RT endonucleolytically hydrolyzes the RNA template during minus strand synthesis in a process termed “polymerase-dependent” (pol-dep) cleavage.11; 12 During DNA polymerization, the RNase H active site makes pol-dep cuts periodically in the RNA template, approximately an order of magnitude slower than the rate of polymerization.13; 14 Non-polymerizing RTs bind the nucleic acid substrate at a nicked site. The polymerase active site is positioned over the RNA 5′ terminus, and RT cleaves the remaining RNA fragments in a “polymerase-independent” (pol-ind) mode.11; 15; 16; 17 Biochemical studies show that RNA fragments annealed to longer DNA strands are cut by a non-polymerizing RT approximately 18 bp upstream of the RNA 5′-terminus, the distance separating the polymerase and RNase H active sites.11; 12; 18; 19; 20 Whether RT binding is directed by pol-dep or -ind positioning, it makes a “primary” cut 15–20 bp upstream of the polymerase active site, followed by a “secondary” cut 8–10 bp toward the DNA 3′-terminus.11; 12; 15; 16; 21; 22; 23; 24; 25

There is an excess of non-polymerizing RT in the HIV-1 virion.26 This suggests that pol-ind cleavage contributes to efficient strand transfer by degrading the donor RNA beyond what is made by the pol-dep cleavage specificity. Hwang et al. evaluated how pol-ind cleavage affects template switching using trans-complementation assays in vivo in which the RNase H-deficient mutant D524N RT was introduced in trans with the polymerase-deficient mutant D150E RT virus. 27 They observed an increase in template switching approximately 1.6-fold upon the addition of pol-ind cleavage. Their results imply that pol-ind cleavage only mildly stimulates strand transfer.

Results from various laboratories suggest that RT pausing during synthesis allows time for primary and secondary RNase H cleavage to initiate invasion strand transfer.3; 5; 13; 28; 29; 30; 31; 32; 33 Mutations at H539 in HIV-1 RT render the enzyme defective in secondary cleavage activity.22; 23; 34; 35 Biochemical analyses comparing WT RT and H539-mutants indicate that pol-dep secondary cuts leave only a small overlap of RNA and DNA base pairing, causing premature separation of the strands.23 It was proposed that while DNA 3′-directed secondary cleavage is injurious to HIV replication, RNA 5′-directed secondary cleavage enhances replication by clearing donor RNA fragments. Significantly, template inactivation by pol-dep secondary cleavage was prevented by addition of NC because it reduced RT pausing during DNA synthesis.

NC promotes strand transfer despite a seemingly contradictory role in reducing RT pausing.23; 36; 37; 38; 39; 40 In its mature form, NC is a 55 amino acid proteolytic product of the HIV-1 gag polyprotein.41; 42 NC binding promotes nucleic acid annealing and aggregation by destabilizing nearby weak secondary structures.43 The annealing and aggregating properties of NC are consistent with its ability to prevent template inactivation caused by pol-dep secondary cleavage, and still potently stimulate strand exchange.

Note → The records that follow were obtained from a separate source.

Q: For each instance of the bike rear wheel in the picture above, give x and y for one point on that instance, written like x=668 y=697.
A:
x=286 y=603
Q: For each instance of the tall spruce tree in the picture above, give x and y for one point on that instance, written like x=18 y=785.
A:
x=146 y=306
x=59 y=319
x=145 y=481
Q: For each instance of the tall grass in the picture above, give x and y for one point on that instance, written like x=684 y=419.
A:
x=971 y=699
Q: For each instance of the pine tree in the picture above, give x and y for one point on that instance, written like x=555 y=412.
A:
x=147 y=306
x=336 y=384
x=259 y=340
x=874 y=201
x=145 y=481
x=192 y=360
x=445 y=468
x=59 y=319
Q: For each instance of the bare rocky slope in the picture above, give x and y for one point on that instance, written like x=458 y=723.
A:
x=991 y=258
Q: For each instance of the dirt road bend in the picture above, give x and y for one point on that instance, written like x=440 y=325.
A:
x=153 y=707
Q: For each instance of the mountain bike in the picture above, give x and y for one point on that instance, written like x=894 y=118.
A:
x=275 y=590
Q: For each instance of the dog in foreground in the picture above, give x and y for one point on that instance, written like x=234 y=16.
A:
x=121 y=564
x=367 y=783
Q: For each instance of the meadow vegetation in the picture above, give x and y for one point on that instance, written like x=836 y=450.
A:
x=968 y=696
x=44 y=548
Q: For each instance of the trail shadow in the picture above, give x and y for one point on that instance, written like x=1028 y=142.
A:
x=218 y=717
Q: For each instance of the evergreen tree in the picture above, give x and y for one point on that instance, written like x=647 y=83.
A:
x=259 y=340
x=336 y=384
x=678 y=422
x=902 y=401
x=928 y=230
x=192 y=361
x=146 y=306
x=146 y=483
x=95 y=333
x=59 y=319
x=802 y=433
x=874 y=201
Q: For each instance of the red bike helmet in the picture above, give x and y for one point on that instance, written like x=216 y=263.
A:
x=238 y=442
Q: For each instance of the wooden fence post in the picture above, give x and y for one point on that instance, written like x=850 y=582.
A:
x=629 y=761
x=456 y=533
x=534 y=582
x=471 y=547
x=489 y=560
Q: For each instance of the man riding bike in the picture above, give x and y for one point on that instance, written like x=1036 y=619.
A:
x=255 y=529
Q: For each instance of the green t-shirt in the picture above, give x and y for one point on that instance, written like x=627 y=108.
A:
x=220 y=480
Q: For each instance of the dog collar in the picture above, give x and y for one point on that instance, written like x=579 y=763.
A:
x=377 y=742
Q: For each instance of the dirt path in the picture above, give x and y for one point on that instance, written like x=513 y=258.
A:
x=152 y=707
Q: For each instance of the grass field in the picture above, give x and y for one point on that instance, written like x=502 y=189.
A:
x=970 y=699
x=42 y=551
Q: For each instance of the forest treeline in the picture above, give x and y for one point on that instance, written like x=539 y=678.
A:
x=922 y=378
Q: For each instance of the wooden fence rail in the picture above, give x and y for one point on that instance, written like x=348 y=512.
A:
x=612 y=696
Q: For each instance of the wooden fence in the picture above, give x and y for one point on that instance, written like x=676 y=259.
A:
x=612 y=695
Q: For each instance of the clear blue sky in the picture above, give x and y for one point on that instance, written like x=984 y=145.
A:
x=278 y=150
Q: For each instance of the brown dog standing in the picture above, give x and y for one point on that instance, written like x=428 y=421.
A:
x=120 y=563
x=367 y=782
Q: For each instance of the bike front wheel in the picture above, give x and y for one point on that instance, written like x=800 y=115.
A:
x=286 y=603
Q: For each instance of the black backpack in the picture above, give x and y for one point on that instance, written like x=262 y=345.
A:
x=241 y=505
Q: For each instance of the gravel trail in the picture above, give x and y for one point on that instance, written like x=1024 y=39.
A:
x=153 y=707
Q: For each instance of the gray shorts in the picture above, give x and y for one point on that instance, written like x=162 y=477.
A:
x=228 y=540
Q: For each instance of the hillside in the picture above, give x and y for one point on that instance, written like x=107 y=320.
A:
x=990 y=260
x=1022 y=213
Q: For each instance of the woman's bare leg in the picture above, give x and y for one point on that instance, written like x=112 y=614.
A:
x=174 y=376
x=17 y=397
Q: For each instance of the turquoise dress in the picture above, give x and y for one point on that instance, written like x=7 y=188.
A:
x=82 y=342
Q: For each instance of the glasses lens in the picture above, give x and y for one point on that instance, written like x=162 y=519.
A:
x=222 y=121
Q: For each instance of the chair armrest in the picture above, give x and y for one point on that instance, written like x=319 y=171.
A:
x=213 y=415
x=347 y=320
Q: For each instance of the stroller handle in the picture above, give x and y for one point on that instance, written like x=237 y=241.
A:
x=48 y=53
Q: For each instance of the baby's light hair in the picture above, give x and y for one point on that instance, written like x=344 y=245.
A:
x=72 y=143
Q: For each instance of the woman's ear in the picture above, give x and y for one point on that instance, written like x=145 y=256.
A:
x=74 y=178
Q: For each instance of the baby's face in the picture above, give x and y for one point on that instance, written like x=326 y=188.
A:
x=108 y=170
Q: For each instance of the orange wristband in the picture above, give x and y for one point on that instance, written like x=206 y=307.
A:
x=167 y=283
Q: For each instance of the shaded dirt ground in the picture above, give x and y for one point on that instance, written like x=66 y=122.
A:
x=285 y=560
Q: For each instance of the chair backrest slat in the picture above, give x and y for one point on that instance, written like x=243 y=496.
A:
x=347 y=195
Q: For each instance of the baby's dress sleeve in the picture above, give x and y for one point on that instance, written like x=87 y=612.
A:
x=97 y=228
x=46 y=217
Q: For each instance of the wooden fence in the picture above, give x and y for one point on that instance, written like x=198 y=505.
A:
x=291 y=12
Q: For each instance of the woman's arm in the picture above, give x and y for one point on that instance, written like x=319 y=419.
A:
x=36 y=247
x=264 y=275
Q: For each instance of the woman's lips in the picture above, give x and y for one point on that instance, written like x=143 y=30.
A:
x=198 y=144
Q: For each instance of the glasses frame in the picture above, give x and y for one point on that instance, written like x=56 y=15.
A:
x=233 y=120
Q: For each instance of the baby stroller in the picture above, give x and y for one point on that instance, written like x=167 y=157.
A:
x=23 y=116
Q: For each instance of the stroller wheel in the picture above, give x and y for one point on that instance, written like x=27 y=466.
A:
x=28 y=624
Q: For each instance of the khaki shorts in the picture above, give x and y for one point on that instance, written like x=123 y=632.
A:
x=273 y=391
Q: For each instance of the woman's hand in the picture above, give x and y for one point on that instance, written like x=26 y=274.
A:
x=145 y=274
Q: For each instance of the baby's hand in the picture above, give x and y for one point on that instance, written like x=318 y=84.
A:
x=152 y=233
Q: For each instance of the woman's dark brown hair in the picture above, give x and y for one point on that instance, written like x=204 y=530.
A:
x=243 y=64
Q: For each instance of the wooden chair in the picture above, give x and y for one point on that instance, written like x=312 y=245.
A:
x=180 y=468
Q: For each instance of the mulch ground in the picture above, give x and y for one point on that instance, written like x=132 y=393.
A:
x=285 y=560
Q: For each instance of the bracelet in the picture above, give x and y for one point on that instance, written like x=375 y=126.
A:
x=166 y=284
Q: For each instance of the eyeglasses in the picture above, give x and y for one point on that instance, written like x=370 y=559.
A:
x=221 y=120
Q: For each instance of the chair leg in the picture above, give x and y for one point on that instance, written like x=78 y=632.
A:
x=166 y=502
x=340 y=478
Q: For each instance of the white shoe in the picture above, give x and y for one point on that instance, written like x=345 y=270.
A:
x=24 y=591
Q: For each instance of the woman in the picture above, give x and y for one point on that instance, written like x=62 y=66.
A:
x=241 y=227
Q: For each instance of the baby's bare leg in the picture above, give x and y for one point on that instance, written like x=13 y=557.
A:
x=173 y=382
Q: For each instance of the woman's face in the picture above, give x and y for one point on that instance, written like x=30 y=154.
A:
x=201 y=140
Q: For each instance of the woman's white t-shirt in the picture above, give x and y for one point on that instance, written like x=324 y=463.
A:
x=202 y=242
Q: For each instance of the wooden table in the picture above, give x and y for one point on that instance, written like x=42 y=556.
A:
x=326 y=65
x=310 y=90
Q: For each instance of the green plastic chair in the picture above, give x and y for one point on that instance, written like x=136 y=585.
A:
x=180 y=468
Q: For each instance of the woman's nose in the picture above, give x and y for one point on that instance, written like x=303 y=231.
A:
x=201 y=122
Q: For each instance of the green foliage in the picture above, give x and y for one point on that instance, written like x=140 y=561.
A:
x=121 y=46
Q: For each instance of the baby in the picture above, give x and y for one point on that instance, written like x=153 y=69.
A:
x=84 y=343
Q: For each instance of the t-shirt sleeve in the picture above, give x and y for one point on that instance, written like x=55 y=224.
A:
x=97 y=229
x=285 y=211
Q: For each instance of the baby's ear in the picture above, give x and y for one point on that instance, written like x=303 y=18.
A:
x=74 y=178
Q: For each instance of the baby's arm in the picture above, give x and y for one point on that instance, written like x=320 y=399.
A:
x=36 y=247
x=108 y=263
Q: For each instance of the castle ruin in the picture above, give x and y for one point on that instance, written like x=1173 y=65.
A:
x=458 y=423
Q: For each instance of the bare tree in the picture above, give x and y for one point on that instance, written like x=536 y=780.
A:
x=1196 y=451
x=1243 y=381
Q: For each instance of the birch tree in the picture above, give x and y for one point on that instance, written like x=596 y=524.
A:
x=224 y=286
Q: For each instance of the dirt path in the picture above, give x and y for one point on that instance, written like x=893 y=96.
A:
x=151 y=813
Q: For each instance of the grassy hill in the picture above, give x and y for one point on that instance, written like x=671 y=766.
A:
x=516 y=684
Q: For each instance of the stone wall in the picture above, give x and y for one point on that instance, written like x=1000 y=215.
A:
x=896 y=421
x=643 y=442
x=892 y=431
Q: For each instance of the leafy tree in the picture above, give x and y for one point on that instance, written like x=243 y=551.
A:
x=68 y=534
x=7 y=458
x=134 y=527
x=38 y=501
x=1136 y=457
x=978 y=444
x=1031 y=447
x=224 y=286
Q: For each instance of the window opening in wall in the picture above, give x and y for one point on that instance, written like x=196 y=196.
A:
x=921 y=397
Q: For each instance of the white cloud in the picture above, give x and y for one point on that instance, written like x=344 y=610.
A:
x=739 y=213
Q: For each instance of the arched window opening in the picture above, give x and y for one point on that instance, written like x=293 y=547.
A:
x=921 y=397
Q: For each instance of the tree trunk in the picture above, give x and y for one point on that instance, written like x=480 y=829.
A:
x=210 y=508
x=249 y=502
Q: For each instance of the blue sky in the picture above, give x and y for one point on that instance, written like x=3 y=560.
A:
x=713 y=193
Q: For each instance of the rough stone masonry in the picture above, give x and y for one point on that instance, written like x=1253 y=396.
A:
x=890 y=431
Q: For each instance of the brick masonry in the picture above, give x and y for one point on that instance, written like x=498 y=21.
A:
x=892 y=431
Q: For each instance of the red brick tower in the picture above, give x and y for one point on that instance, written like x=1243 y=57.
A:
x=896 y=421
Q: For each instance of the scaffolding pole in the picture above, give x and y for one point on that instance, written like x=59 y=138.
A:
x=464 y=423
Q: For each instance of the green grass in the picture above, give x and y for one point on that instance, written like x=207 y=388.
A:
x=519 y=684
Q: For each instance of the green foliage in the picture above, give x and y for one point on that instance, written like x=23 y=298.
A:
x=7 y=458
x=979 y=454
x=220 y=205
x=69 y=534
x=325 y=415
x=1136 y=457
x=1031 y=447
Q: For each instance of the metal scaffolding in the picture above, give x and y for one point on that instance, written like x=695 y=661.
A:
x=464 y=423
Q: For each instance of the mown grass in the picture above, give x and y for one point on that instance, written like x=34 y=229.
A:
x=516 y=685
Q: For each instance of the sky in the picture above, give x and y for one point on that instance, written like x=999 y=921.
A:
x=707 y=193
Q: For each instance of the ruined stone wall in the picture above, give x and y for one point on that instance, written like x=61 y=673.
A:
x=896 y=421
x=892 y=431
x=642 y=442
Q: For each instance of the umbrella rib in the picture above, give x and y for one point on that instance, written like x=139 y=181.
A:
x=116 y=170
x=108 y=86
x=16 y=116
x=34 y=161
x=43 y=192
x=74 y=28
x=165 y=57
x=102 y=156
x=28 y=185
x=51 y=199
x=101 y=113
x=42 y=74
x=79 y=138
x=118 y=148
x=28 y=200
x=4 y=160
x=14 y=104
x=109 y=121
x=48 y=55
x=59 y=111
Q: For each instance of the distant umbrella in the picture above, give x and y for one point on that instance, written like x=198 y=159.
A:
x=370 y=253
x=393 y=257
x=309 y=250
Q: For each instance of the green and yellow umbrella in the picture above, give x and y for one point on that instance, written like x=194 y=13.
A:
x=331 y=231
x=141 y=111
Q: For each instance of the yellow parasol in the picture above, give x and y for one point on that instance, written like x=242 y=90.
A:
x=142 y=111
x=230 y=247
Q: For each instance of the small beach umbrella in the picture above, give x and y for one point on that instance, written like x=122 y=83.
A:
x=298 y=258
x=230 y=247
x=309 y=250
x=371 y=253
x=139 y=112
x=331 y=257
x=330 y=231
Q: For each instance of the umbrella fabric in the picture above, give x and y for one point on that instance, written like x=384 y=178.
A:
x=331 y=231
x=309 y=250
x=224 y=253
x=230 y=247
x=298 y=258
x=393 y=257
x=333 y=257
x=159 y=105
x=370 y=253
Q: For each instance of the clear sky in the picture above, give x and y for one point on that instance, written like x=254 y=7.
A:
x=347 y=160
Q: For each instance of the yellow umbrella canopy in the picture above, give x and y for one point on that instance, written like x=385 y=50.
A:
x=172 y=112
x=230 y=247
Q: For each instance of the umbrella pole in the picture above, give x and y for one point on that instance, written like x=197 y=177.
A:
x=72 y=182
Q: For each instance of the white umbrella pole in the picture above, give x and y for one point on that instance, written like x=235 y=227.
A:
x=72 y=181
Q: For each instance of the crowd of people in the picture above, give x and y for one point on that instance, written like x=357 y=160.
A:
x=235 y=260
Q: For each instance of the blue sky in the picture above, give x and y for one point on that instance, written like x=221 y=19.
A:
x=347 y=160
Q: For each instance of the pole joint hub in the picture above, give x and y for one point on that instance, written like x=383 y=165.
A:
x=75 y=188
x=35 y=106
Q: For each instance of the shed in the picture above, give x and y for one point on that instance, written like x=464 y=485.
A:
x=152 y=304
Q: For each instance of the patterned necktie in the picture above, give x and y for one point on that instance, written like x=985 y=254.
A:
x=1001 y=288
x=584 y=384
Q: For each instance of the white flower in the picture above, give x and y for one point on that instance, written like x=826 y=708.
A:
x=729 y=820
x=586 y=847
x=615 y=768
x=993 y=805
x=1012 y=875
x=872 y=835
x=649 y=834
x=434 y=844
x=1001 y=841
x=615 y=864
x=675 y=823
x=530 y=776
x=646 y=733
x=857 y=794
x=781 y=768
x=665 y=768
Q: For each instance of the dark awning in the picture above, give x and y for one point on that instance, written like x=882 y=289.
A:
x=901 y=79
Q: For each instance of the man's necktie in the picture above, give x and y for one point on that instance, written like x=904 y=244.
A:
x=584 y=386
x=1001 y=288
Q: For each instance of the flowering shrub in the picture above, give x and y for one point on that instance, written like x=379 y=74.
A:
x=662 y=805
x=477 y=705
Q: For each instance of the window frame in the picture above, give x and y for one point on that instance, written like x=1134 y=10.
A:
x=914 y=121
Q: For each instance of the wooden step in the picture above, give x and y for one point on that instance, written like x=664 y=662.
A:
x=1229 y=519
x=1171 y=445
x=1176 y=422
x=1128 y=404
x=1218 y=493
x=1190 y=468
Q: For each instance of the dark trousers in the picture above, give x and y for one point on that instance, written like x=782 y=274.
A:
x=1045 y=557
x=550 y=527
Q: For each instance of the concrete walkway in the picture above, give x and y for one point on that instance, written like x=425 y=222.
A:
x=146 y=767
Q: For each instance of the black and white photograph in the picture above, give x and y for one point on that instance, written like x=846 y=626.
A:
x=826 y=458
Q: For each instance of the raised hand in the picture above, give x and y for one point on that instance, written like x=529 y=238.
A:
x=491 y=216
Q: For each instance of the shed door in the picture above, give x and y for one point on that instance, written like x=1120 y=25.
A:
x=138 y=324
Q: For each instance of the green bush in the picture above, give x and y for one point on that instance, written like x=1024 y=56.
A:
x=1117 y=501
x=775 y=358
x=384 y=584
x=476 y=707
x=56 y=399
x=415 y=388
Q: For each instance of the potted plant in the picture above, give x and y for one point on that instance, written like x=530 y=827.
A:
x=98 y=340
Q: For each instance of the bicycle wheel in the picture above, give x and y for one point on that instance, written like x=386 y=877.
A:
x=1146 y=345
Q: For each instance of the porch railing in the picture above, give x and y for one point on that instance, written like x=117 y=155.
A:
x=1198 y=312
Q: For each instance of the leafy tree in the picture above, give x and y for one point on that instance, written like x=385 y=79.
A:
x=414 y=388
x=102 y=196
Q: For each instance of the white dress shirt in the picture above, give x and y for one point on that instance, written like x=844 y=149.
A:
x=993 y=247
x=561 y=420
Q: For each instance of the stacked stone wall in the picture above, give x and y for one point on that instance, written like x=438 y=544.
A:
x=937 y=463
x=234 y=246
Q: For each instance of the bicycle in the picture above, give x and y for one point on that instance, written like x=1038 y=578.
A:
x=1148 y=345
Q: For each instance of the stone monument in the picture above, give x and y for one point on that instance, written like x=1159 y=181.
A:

We previously described the strand exchange properties of NC in relation to distance limitations for hybrid propagation originating from a specific invasion site.8 Efficient strand exchange required a hybrid propagation length, the distance separating the invasion site and primer terminus, of less than 17–24 bp. NC and RNase H activity extended the effective hybrid propagation distance to approximately 32 bp. However, creation of new invasion sites was required when distances separating the PCIS and primer terminus were longer than approximately 64 bp. Propagation efficiency was measured by a strand exchange assay in which completed exchange was reported by incorporation of a radioactive nucleotide onto the 3′-terminus of the exchanged strand. This proved to be a sensitive and accurate method of strand exchange detection as nucleotide addition was significantly faster than the PCIS-mediated hybrid propagation reaction. Results incidentally demonstrated that hybrid propagation by branch migration is slower than primer extension in our strand transfer system, although the relative rates could not be determined.

Branch migration of a complex potentially moves forward, moves backward or remains static at the nucleotide level. Such movements are determined by the probability of individual base pair formation or separation. For example, to move forward an A-T primer-acceptor base pair would be formed at the same location a primer-donor A-T base pair would separate. Equivalent replacement of base pairs during branch migration would suggest an energy neutral movement and a rapid process. Previous results imply that branch migration is likely a relatively slow step in the strand transfer mechanism.8 Random walk, a mathematical model, provides the computational means to model branch migration kinetics. A one-dimensional random walk determines the number of probability roles, or steps, predicted to traverse a particular distance. For application to branch migration, steps are related to a length of time and the appropriate probability applied for progression. Much like branch migration, movement by random walk is determined by the probability of making a step forward, backward, or remaining static. Similarities shared by branch migration and random walk make the predictive properties of random walk useful in examining the rate of strand exchange and explain why strand exchange of long primer-donor complexes is slow.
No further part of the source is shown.